Dietpi Unbound configration need to fine tune

I just want to share information that in Unbound version : 1.25 there are new changes about cache. so dietpi unbound need to fine tune accordingly. as existing dietpi default configuration is neither fit in optimize settings

so i guess in dietpi either we have to go in any of these two options


server:
    prefetch: yes
    serve-expired: yes
    serve-expired-ttl: 86400         # one day, in seconds (default)
    serve-expired-client-timeout: 0  # for version 1.23.0 and latter


or


server:
    serve-expired: yes
    serve-expired-ttl: 86400            # one day, in seconds (default)
    serve-expired-client-timeout: 1800  # 1.8 seconds, in milliseconds (default since 1.23.0)


this time in dietpi prefetch: yes which contradict with serve-expired-client-timeout: 1800(default value in unbound), this must be 0 if unbound work as prior or if it is 1800 than prfetch must be no.

Why do you think prefetch: yes would contradict serve-expired: yes with (new) default serve-expired-client-timeout: 1800?

  • The new serve-expired: yes default behavior aims to not serve expired cache entries if the query can be resolved upstream within 1.8 seconds.
  • prefetch: yes aims to keep cache entries for frequent queries up-to-date, before they expire, to prevent the additional delay of up to 1.8 seconds. Prefetching is done asynchronously.

I do not interpret the two examples as the only reasonable combinations or contradicting, and prefetch as quite unrelated option which aims to prevent the need to send or query for expired cache entries, regardless whether the old or new default mode is used.

But maybe I missed something.

If we run both unbound version:1.22 & new 1.25 with existing dietpi unbound.conf than, newer version is slower as it add 1.8 sec on every dnsquery. also if you count the cache hits are much less as most of the queries come from fresh fetching from root servers(reply received within 1.8 second from root servers). In my home adguard home having multiple upstream one is unbound. in past unbound resolve about 60-70 % queries but after unbound new version upgrade its resolving was less than 10%. the normal cloudflare or opendns are faster than unbound everytime. only after making `serve-expired-client-timeout: 0 ` system go back to normal as old statics. may be it is my personal choice but i thought good to share with everybody here. some of people also complain regarding this in this forum for same problem. https://www.snbforums.com/threads/unbound-low-cache-hit-rate.95332/page-3

It does not add 1.8s to every DNS query: If there is an entry in the DNS cache, and that entry has expired (despite prefetch) for less than 1 day, it allows the (upstream) DNS query to take up to 1.8s, before it serves the expired entry from the cache.
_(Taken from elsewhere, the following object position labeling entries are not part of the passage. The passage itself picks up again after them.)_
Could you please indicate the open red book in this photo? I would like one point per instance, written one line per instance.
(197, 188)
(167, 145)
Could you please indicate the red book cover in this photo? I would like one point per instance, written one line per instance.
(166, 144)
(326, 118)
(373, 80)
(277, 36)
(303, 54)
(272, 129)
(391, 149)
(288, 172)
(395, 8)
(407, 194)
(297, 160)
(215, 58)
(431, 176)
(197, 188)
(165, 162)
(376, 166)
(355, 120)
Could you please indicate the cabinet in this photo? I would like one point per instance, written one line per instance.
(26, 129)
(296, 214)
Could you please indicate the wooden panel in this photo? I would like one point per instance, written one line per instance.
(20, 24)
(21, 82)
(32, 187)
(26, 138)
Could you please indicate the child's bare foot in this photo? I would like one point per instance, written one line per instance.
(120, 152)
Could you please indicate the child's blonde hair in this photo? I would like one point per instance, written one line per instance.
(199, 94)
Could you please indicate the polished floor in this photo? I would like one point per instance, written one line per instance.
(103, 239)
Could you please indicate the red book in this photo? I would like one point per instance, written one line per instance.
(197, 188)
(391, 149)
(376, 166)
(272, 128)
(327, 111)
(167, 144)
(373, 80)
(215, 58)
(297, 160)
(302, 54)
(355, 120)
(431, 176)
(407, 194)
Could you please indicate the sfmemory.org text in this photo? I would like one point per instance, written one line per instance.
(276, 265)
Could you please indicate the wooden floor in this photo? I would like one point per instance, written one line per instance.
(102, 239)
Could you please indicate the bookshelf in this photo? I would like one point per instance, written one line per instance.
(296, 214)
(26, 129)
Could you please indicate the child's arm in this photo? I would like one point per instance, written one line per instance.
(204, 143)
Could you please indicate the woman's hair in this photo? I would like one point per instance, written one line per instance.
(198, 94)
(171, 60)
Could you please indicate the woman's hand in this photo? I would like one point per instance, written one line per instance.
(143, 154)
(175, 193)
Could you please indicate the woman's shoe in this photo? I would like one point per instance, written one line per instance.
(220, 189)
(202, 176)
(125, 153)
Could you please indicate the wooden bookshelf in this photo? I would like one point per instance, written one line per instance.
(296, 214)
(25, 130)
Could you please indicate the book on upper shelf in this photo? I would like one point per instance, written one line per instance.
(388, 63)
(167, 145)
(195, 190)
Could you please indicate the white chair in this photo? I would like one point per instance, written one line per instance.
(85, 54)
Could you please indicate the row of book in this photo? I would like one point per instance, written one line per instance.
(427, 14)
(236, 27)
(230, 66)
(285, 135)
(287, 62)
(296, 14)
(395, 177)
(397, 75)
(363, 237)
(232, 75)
But usually, upstream queries are a lot faster. A quick test here took 0.030s for a fresh DNS query, and 0.001s for the same afterwards, as it has been stored in the cache. So upstream is usually still 1-2 magnitude of orders faster than this 1.8s fallback. And for new queries, or such where the cache entry expired for more than serve-expired-ttl: (1 day), Unbound does and always did allow the upstream query to take unlimited time.

Yes, the RFC-compliant serve-expired mode reduces the cache hit rate, but reduces the chance/risk that outdated DNS responses are sent. This is the tradeoff, and we chose to follow Unbound defaults for higher reliability, instead of restoring pre-1.23 defaults for a little cache hit rate gain that most users will still never recognize. prefetch is still enabled to reduce the chance that regularly called DNS queries expire in the first place.

If you want to max out the cache hit rate, you can set serve-expired-client-timeout: 0 of course, or even better, raise cache-min-ttl, which plays very well with prefetch as of the relatively small 10% window.

In my home adguard home having multiple upstream one is unbound.

What for do you use Unbound if you allow other upstreams aside of it? Also note that AdGuard Home as well as Pi-hole (dnsmasq) have their own DNS cache, so Unbound has no real purpose if it is not used for privacy to skip upstream providers, or use upstream DoT.

Sure, performance is not really a commonly intended goal of using Unbound. It is a recursive resolver, hence may do multiple queries from DNS root servers to final authoritative name servers, then does DNSSEC on top. Public DNS providers naturally can do that a lot faster, and keep every DNS query in cache with thousands/millions of requests to each of them each second. Of course with a local DNS cache, you can still be faster, but I’d usually rate reliability/accuracy of the response higher than whether it is some centiseconds faster, at least when it is about defaults for software that is commonly used for privacy purpose, not for maxing out DNS performance.

What we could do is exposing the serve-expired-client-timeout: commented out in our config, adding some lines that explain what it does, notably the effect of setting it to 0, to always serve cache entries expired since up to a day, instead querying upstream first.